That isn’t to say the arrival of McClaren at St James’ Park is necessarily a prelude to disaster. He’s not a bad manager, but for too long the club has operated on a principle of adequacy rather than with any real verve or aspiration. Indeed, it seems the remit of Newcastle these days is one that centres on a contentment to simply coast.
Last season’s brush with relegation was unplanned, of course, a monumental backfire of the policy of doing things on the cheap. And naturally, the exit of former boss Alan Pardew, for all his faults, didn’t help; chiefly because his replacement was John Carver.
But in any case, don’t be fooled into thinking that last term’s catastrophe will bring about radical change. While it was a wakeup call to improve for sure, it would be difficult not to improve on the club’s worst run of top-flight form for over a century. A few players will be bought, though unlikely any of particular significance. Over paying for Charlie Austin is probably going to be as good as it gets.
In fairness, Austin would be a decent signing, in the same breath as McClaren isn’t a bad head coach, yet with this so-called ‘new era’, there seems to be an enduring feeling of constriction. McClaren’s been briefed in advance that he won’t have the final say over transfers and although the official party line on cup competitions might have been revised, again, don’t believe anything until you see it.
Newcastle fans are for the most part not outraged by the decision to hire McClaren, they are simply underwhelmed. Regardless of the 15th placed finish last season or the 16th placed finish two years ago, it had been hoped that the 19th richest club in world football with average ticket gates exceeding the likes of Manchester City, Inter Milan and Liverpool, could afford to attract a name of some sort, or at the very least might try to. The frustration is not really that Newcastle decided on McClaren, it’s that there appeared to be so many unexplored alternatives, even after managing director Lee Charnley claimed there were 80 candidates interested in the role.
Despite what Craig Bellamy thinks, Geordies are under no delusions that their club is not what it once was. They know all too well that the days of Alan Shearer, David Ginola and Peter Beardsley have come and gone. Still, Newcastle remains one of the English game’s sleeping giants. To some, that’ll seem an unbearable cliché, but only because it has been allowed it become one.

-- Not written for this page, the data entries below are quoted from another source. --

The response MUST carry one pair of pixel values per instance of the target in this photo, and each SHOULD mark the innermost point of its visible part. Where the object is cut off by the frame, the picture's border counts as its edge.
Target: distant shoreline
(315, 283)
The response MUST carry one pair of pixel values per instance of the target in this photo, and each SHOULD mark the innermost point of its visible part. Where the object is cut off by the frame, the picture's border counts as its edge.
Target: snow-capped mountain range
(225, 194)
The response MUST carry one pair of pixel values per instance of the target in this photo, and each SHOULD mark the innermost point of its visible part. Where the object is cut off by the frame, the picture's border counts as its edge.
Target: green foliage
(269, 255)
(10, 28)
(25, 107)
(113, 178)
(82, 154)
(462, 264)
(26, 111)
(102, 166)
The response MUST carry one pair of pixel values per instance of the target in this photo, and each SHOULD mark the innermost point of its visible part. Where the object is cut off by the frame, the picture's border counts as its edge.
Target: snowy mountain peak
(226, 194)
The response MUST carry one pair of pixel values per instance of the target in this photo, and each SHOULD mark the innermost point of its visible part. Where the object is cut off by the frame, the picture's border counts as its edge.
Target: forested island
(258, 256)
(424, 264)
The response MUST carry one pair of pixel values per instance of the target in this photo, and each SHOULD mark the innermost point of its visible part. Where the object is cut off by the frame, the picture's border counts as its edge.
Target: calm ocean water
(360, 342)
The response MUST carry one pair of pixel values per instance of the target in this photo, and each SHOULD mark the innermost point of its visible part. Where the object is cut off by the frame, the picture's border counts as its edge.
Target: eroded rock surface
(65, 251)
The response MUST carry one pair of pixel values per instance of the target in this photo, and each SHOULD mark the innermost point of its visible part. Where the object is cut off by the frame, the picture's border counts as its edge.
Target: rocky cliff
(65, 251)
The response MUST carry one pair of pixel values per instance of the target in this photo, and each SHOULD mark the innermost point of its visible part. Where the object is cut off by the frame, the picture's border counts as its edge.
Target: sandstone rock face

When Newcastle finished fifth in the 2011-12 campaign, it was an insight into what is possible, but rather than invest and build on that achievement, in the years since the club has moved to routinely sell its best players and willingly consign itself to mid-table.
Realistically, the vast majority of Newcastle fans don’t expect top four or top six. Nevertheless, given the amount of money swirling around the club, it is disappointing that they aren’t even producing back-to-back seasons in the top half. In the immediate future, that’s what fans would like to see with the long-term aim being a return to the Europa League.
So, what’s to say McClaren won’t deliver that? Admittedly, he may yet prove all of his doubters wrong, but supporters can only go by what’s come before. His CV is certainly a mixed bag. The five-year spell in charge of Middlesbrough which yielded a League Cup win and an appearance in the Europa League final or the Eredivisie title triumph with Twente are duly counterposed by less than desirable stints at the helm of England, Wolfsburg and Nottingham Forrest. His last job saw him sacked by Derby County after he failed to guide them to promotion.
McClaren will receive backing from Newcastle’s fans, initially anyway, and won’t be judged until after an extended run of results are in. There is no hiding from the fact though, that he was never their first choice. At a crucial crossroads for the club that demanded an injection of fresh ideas and personality, Ashley has once again gone for the easiest option.